The combination of Compresso and LZMA provides superior compression on all connectomics datasets (Table 1). Figure 4 shows the compression ratios for every compressor on segmentation data. For example, Compresso achieves a compression ratio of over 950x on L.Cylinder reducing the 10 GB volume to 10.5 MB. LZMA performs very well by itself and paired with any encoding strategy. X.264 performs surprisingly poorly on these datasets, in part because of our requirement of lossless compression. It performs better when information loss is tolerated, however, even then it does not surpass the more specialized encoding schemes. These observations also hold for JPEG2000 and PNG. Compresso with LZMA outperforms all other existing methods on connectomics datasets by 80%.

Table 1. For evaluation, we use the following publicly available datasets. Segmentations were obtained using a combination of U-net [18] and watershed, semi-automatic, or manually. Compresso paired with LZMA yields the best compression ratio on all datasets indicated by an asterisk (*). Neuroglancer paired with LZMA achieved the best compression ratio only for the SPL Brain Atlas (724x).
Fig. 4.
figure 4

Compression ratios of general-purpose compression methods combined with Compresso and Neuroglancer. Compresso paired with LZMA yields the best compression ratios for all connectomics datasets and in average (four out of five) for the others.

The fundamental principles guiding Compresso are valid for a diverse set of segmentation datasets (Fig. 4, right).
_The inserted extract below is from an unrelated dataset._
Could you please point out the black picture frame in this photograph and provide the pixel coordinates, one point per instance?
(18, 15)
We evaluate the performance of our compression scheme on three MRI and two image segmentation datasets to demonstrate additional potential use cases. Compresso followed by LZMA compresses the MRI datasets reasonably well, particularly on the SPL Knee Atlas which contains highly redundant boundary segments. The Berkeley Segmentation and PASCAL Visual Object Class datasets are two very common benchmarks in image segmentation [4, 13]. Currently these datasets use GZIP and PNG compression but Compresso with LZMA can improve on them by a factor of over 10x and 5x respectively.
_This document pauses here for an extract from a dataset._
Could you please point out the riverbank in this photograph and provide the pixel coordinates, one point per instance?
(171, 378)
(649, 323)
In terms of speed, Compresso is on par with Neuroglancer across all datasets and achieves throughput of 112.16 MB/s (\(SD = 18.62\) MB/s) for compression and 222.85 MB/s (\(SD = 32.14\) MB/s) for decompression. All experiments ran on a single core of a Intel Xeon 2.3 GHz CPU.

4 Conclusions

We have introduced Compresso, an efficient compression tool for segmentation data that outperforms existing solutions on connectomics, MRI, and other segmentation data. In the future we plan to improve random access to lower memory requirements for online viewers and enhance compression of the metadata. Also, we will integrate Compresso into our analysis pipeline and various end-user applications. To encourage testing of our tool, replication of our experiments, and adoption in the community, we release Compresso and our results as free and open research at github.com/VCG/compresso.

M. Mitzenmacher is supported in part by NSF grants CNS-1228598, CCF-1320231, CCF-1535795, and CCF-1563710. H. Pfister is supported in part by NSF grants IIS-1447344 and IIS-1607800, by the Intelligence Advanced Research Projects Activity (IARPA) via Department of Interior/Interior Business Center (DoI/IBC) contract number D16PC00002, and by the King Abdullah University of Science and Technology (KAUST) under Award No. OSR-2015-CCF-2533-01.